Fueled by enthusiastic supporters, Ella began entering - and winning - every talent show she could find. In January 1935 she won the chance to perform for a week with the Tiny Bradshaw band at the Harlem Opera House. It was there that Ella first met drummer and bandleader Chick Webb. Although her voice impressed him, Chick had already hired male singer Charlie Linton for the band. He offered Ella the opportunity to test with his band when they played a dance at Yale University. "If they kids like her," said Chick, "she stays." Despite the tough crowd, Ella was a major success, and Chick hired her to travel with the band for $12.50 a week.
In mid 1936, Ella made her first recording. ‘Love and Kisses’ was released under the Decca label, with moderate success. By this time she was performing with Chick's band at the prestigious Harlem's Savoy Ballroom, often referred to as "The World's Most Famous Ballroom."
Shortly afterward, Ella began singing a rendition of the song, ‘(If You Can't Sing It) You Have to Swing It.’ During this time, the era of big swing bands was shifting, and the focus was turning more toward bebop. Ella played with the new style, often using her voice to take on the role of another horn in the band. You Have to Swing It was one of the first times she began experimenting with scat singing, and her improvisation and vocalization thrilled fans. Throughout her career, Ella would master scat singing, turning it into a form of art.
In 1938, at the age of 21, Ella recorded a playful version of the nursery rhyme, ‘A-Tisket, A-Tasket.’ The album sold one million copies, hit number one, and stayed on the pop charts for 17 weeks. Suddenly, Ella Fitzgerald was famous.
On June 16, 1939, Ella mourned the loss of her mentor Chick Webb. In his absence the band was renamed "Ella Fitzgerald and her Famous Band," and she took on the overwhelming task of bandleader.
While on tour with Dizzy Gillespie's band in 1946, Ella met and fell in love with bassist Ray Brown. The two were married and eventually adopted a son, who they named Ray, Jr.
At the time Ray was working for producer and manager Norman Granz in "Jazz at the Philharmonic" tour. Norman saw that Ella had what it took to be an international star, and he convinced Ella to sign with him. It was the beginning of a lifelong business relationship and friendship.
Under Norman's management, Ella joined the Philharmonic tour, worked with Louis Armstrong on several albums and began producing her infamous songbook series.
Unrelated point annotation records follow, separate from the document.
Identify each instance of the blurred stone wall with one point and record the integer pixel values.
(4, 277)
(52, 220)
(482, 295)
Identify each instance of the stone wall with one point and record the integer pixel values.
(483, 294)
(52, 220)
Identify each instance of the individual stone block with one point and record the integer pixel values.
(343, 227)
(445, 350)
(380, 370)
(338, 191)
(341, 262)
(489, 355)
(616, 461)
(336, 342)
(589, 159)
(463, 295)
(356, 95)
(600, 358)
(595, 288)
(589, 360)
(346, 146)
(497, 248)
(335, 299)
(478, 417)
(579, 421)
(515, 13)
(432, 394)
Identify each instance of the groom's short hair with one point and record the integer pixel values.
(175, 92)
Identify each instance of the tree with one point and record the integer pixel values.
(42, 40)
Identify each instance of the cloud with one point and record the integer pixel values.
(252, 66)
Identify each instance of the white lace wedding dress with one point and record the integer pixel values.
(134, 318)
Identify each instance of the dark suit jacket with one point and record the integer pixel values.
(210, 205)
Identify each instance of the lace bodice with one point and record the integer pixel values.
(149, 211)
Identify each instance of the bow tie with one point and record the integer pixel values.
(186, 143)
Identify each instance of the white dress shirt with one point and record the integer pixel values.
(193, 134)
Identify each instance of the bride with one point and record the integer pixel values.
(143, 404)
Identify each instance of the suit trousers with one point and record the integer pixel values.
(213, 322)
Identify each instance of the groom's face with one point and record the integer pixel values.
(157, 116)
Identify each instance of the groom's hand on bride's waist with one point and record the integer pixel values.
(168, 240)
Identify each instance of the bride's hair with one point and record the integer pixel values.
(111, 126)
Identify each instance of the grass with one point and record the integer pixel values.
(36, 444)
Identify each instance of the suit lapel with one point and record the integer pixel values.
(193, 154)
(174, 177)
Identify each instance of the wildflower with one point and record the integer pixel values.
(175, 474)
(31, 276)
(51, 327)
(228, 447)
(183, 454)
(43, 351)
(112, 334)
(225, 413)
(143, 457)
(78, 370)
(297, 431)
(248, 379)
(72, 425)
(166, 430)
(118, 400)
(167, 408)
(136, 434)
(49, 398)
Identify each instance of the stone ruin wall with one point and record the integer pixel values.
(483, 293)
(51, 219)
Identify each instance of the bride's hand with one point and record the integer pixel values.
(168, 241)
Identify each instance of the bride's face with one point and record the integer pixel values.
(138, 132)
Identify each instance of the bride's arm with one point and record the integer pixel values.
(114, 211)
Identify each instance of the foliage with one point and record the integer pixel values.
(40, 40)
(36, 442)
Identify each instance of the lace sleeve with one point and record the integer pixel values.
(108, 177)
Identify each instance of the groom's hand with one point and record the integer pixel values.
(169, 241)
From 1956-1964, she recorded covers of other musicians' albums, including those by Cole Porter, Duke Ellington, the Gershwins, Johnny Mercer, Irving Berlin, and Rodgers and Hart. The series was wildly popular, both with Ella's fans and the artists she covered. "I never knew how good our songs were until I heard Ella Fitzgerald sing them," Ira Gershwin once remarked.
Ella also began appearing on television variety shows. She quickly became a favorite and frequent guest on numerous programs, including The Bing Crosby Show, The Dinah Shore Show, The Frank Sinatra Show, The Ed Sullivan Show, The Tonight Show, The Nat King Cole Show, The Andy Willams Show and The Dean Martin Show.
Ella continued to work as hard as she had early on in her career, despite the ill effects on her health. In 1974, Ella spent a legendary two weeks performing in New York with Frank Sinatra and Count Basie. Still going strong five years later, she was inducted into the Down Beat magazine Hall of Fame, and received Kennedy Center Honors for her continuing contributions to the arts.
In 1987, United States President Ronald Reagan awarded Ella the National Medal of Arts. It was one of her most prized moments. France followed suit several years later, presenting her with their Commander of Arts and Letters award, while Yale, Dartmouth and several other universities bestowed Ella with honorary doctorates.
By the 1990s, Ella had recorded over 200 albums. In 1991, she gave her final concert at New York's renowned Carnegie Hall. It was the 26th time she performed there.
On June 15, 1996, Ella Fitzgerald died in her Beverly Hills home.